Received 2 January 2012; Accepted 10 April 2012

Academic Editor: Harris Perlman

Copyright © 2012 Yi-Ping Chuang et al. This is an open access article distributed under the Creative Commons Attribution License, which permits unrestricted use, distribution, and reproduction in any medium, provided the original work is properly cited.

Abstract

Systemic lupus erythematosus (SLE) is a chronic autoimmune inflammatory disease with complex immunological and clinical manifestations. Multiple organ failure in SLE can be caused by immune dysfunction and deposition of autoantibodies. Studies of SLE-susceptible loci and the cellular and humoral immune responses reveal variable aberrations associated with this systemic disease.
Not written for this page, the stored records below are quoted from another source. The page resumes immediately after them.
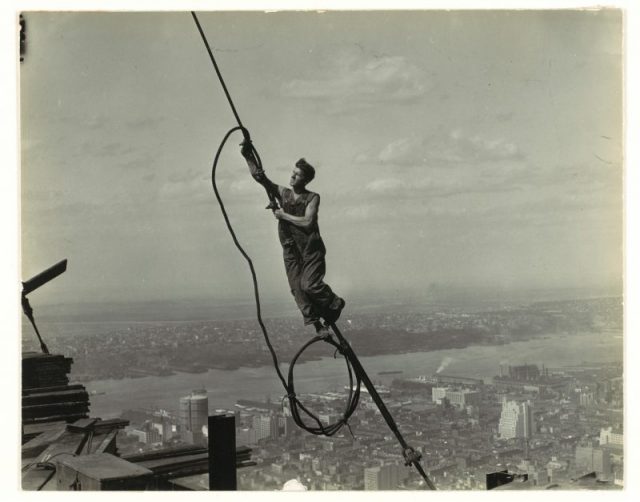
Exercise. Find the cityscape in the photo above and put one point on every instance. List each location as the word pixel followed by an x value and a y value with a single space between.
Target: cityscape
pixel 551 423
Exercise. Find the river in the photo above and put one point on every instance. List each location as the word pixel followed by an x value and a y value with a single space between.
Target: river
pixel 225 387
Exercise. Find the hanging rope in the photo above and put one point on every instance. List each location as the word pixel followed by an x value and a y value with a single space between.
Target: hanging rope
pixel 341 346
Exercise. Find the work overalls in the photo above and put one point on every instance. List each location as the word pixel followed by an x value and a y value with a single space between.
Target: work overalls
pixel 303 253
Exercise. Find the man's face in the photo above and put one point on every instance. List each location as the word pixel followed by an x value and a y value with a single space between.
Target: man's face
pixel 297 178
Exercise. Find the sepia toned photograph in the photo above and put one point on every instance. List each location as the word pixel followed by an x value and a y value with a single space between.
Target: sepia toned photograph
pixel 366 250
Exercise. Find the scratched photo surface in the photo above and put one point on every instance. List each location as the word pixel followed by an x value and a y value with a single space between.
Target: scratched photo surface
pixel 469 172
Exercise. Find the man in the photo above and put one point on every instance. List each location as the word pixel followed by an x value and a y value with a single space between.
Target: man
pixel 302 246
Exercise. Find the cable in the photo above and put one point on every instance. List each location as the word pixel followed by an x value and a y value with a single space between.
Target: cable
pixel 297 408
pixel 342 346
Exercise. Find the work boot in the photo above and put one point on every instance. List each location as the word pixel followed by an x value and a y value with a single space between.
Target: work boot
pixel 321 330
pixel 335 309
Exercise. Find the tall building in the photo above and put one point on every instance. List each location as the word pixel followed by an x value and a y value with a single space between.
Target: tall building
pixel 383 477
pixel 592 459
pixel 265 426
pixel 194 413
pixel 611 437
pixel 516 420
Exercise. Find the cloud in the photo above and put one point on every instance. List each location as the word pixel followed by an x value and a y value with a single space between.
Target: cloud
pixel 356 79
pixel 454 147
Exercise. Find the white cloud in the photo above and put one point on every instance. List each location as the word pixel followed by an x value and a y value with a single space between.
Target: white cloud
pixel 356 79
pixel 442 148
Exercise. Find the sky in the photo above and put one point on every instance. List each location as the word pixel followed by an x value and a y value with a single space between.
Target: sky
pixel 453 149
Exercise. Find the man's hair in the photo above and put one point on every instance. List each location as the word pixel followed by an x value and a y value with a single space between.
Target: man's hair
pixel 307 170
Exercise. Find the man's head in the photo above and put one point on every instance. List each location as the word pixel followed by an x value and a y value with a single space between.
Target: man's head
pixel 302 174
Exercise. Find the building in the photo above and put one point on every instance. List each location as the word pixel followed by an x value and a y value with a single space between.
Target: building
pixel 383 477
pixel 194 412
pixel 162 422
pixel 458 398
pixel 611 437
pixel 593 459
pixel 516 420
pixel 265 427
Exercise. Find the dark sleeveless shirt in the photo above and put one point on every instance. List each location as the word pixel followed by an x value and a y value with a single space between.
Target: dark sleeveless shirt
pixel 305 239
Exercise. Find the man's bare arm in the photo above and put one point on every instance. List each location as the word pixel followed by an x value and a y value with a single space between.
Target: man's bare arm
pixel 310 214
pixel 258 174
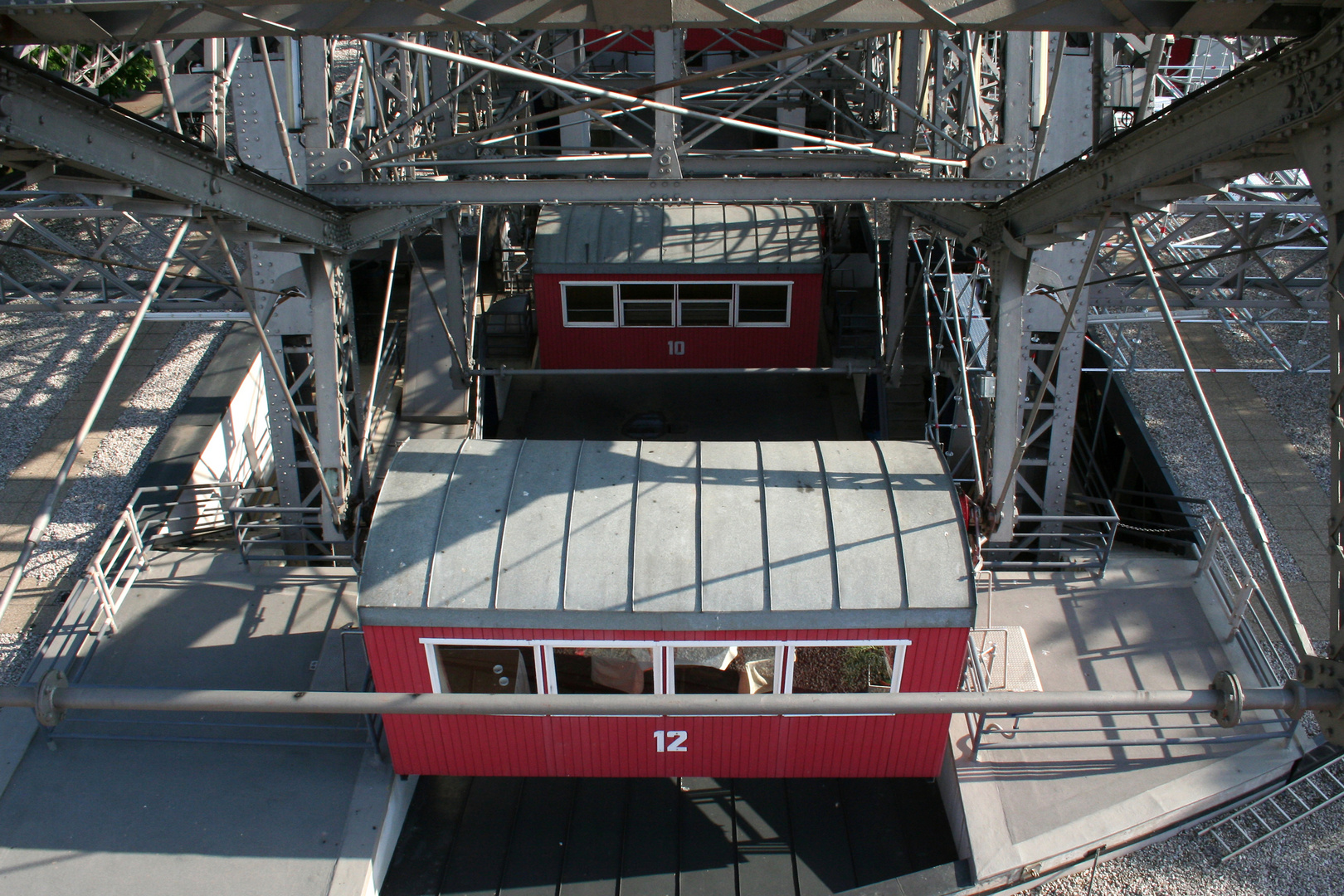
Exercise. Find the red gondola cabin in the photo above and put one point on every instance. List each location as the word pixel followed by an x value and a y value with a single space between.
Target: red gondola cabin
pixel 665 567
pixel 678 286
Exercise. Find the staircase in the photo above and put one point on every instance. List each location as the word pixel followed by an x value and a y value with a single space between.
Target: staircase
pixel 1283 807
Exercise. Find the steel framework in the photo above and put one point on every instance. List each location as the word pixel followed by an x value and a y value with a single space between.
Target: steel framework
pixel 995 151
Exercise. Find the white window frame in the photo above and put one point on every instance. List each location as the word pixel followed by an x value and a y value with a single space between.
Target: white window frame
pixel 788 301
pixel 620 304
pixel 898 663
pixel 619 308
pixel 616 303
pixel 665 659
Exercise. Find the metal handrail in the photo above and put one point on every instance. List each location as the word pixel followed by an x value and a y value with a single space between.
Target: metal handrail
pixel 290 529
pixel 1066 540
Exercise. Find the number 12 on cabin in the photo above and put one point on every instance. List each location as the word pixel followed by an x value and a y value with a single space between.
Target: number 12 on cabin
pixel 670 740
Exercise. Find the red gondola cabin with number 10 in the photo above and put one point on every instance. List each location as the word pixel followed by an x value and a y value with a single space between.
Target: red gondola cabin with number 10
pixel 676 286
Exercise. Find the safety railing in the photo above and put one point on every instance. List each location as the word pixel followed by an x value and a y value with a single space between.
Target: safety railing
pixel 156 518
pixel 1093 730
pixel 272 533
pixel 1079 540
pixel 1250 620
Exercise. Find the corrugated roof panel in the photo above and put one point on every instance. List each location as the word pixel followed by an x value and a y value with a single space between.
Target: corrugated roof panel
pixel 405 504
pixel 533 550
pixel 633 240
pixel 732 559
pixel 552 240
pixel 597 566
pixel 799 539
pixel 680 234
pixel 709 234
pixel 665 528
pixel 644 240
pixel 601 236
pixel 739 242
pixel 468 533
pixel 466 528
pixel 773 236
pixel 867 555
pixel 930 536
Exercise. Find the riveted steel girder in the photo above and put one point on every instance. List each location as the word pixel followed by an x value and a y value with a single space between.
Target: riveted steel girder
pixel 1252 112
pixel 77 129
pixel 93 21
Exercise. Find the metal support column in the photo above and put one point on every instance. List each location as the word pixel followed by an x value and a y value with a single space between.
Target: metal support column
pixel 667 127
pixel 1322 155
pixel 1011 377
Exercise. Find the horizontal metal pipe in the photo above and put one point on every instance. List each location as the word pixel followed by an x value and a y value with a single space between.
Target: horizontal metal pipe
pixel 828 704
pixel 849 370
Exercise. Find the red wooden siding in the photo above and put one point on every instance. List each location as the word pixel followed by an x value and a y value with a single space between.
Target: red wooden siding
pixel 647 347
pixel 622 747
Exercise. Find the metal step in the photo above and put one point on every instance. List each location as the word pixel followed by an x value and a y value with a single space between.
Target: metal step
pixel 1277 811
pixel 297 730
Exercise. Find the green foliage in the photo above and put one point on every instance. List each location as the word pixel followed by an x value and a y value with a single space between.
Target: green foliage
pixel 132 78
pixel 860 666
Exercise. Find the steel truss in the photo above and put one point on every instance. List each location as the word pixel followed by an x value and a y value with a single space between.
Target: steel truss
pixel 300 152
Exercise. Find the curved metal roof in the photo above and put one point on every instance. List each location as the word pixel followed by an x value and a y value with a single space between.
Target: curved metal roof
pixel 650 240
pixel 667 535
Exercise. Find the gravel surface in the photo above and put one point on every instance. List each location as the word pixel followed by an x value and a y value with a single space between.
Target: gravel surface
pixel 43 358
pixel 1308 859
pixel 1300 402
pixel 100 494
pixel 1171 416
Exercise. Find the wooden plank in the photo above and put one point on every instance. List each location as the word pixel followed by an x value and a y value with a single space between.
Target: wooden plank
pixel 821 844
pixel 476 860
pixel 650 861
pixel 797 528
pixel 928 837
pixel 707 855
pixel 537 850
pixel 665 562
pixel 593 844
pixel 426 837
pixel 877 837
pixel 463 571
pixel 533 550
pixel 765 857
pixel 597 571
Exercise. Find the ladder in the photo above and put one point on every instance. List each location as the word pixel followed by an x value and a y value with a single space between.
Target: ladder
pixel 1274 811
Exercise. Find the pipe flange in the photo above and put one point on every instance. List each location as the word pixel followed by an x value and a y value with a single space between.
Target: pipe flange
pixel 1298 691
pixel 46 709
pixel 1322 672
pixel 1229 713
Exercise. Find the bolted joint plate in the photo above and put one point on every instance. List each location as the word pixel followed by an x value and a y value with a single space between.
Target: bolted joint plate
pixel 1319 672
pixel 49 715
pixel 1229 713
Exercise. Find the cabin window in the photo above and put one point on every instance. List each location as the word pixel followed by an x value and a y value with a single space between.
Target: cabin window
pixel 845 668
pixel 589 305
pixel 762 305
pixel 676 304
pixel 706 304
pixel 485 670
pixel 719 668
pixel 602 670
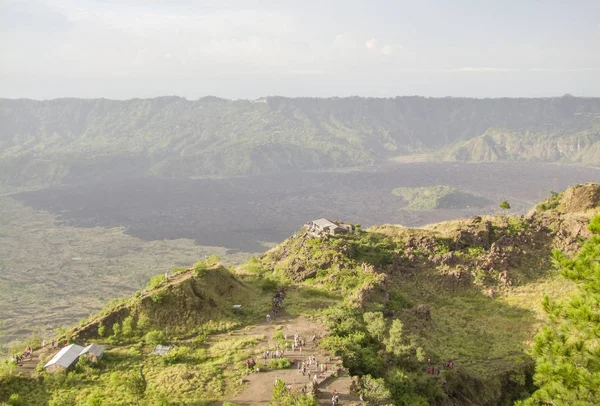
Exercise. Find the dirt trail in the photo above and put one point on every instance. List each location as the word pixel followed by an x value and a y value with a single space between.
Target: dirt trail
pixel 29 365
pixel 259 389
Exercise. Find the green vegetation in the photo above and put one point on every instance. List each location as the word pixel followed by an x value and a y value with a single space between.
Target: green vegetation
pixel 442 315
pixel 567 350
pixel 551 203
pixel 38 254
pixel 505 205
pixel 49 142
pixel 437 197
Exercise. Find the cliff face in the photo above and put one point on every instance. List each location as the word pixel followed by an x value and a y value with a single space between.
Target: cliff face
pixel 73 140
pixel 506 145
pixel 468 290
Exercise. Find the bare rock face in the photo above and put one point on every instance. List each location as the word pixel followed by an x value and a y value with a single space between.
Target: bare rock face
pixel 580 198
pixel 477 234
pixel 448 259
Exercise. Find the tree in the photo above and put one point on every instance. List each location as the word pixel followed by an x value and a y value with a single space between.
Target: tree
pixel 375 324
pixel 394 343
pixel 136 385
pixel 567 350
pixel 128 326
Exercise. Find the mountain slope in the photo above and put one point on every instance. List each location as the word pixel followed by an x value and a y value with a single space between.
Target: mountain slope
pixel 385 300
pixel 72 140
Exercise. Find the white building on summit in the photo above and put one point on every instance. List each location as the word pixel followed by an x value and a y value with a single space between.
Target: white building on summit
pixel 63 360
pixel 323 226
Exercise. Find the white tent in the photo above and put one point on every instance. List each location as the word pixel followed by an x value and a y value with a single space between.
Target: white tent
pixel 66 357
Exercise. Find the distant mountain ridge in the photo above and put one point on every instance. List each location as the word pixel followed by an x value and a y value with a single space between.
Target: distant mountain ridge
pixel 70 140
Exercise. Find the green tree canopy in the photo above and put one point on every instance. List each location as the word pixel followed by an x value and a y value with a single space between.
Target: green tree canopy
pixel 375 324
pixel 567 350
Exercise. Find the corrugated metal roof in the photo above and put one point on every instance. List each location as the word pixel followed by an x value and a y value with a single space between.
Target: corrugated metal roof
pixel 322 223
pixel 162 349
pixel 95 349
pixel 66 356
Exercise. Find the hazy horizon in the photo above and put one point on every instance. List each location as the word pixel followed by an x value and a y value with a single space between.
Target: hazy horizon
pixel 291 97
pixel 234 50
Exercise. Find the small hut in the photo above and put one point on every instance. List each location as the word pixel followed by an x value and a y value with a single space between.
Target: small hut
pixel 94 352
pixel 323 226
pixel 64 359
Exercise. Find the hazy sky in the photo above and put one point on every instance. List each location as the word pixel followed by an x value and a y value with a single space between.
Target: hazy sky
pixel 247 49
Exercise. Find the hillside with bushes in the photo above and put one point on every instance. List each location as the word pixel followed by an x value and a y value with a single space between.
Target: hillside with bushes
pixel 440 315
pixel 74 140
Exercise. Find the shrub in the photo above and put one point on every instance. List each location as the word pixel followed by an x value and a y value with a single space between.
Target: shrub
pixel 155 282
pixel 279 363
pixel 101 330
pixel 200 269
pixel 269 285
pixel 155 337
pixel 175 356
pixel 128 326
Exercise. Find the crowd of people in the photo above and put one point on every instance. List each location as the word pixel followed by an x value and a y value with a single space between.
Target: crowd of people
pixel 26 355
pixel 315 370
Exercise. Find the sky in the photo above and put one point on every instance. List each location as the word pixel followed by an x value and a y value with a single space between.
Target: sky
pixel 246 49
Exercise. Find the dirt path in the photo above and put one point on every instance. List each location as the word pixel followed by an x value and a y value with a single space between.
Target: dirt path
pixel 29 365
pixel 259 389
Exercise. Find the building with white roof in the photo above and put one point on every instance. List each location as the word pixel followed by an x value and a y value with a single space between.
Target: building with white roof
pixel 64 359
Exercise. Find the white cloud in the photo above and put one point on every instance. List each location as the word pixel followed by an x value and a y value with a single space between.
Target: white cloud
pixel 371 43
pixel 565 69
pixel 484 69
pixel 386 49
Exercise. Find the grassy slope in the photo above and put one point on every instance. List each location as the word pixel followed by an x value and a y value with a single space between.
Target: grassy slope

Invariant natural killer T (iNKT) cells are a unique subset of lymphocytes that control peripheral tolerance. Mounting evidence showing reductions in the proportion and activity of iNKT cells in SLE patients suggests the suppressive role of iNKT cells. Studies using murine lupus models demonstrate that iNKT cells participate in SLE progression by sensing apoptotic cells, regulating immunoglobulin production, and altering the cytokine profile upon activation. However, the dichotomy of iNKT cell actions in murine models implies complicated interactions within the body's milieu. Therefore, application of potential therapy for SLE using glycolipids to regulate iNKT cells should be undertaken cautiously.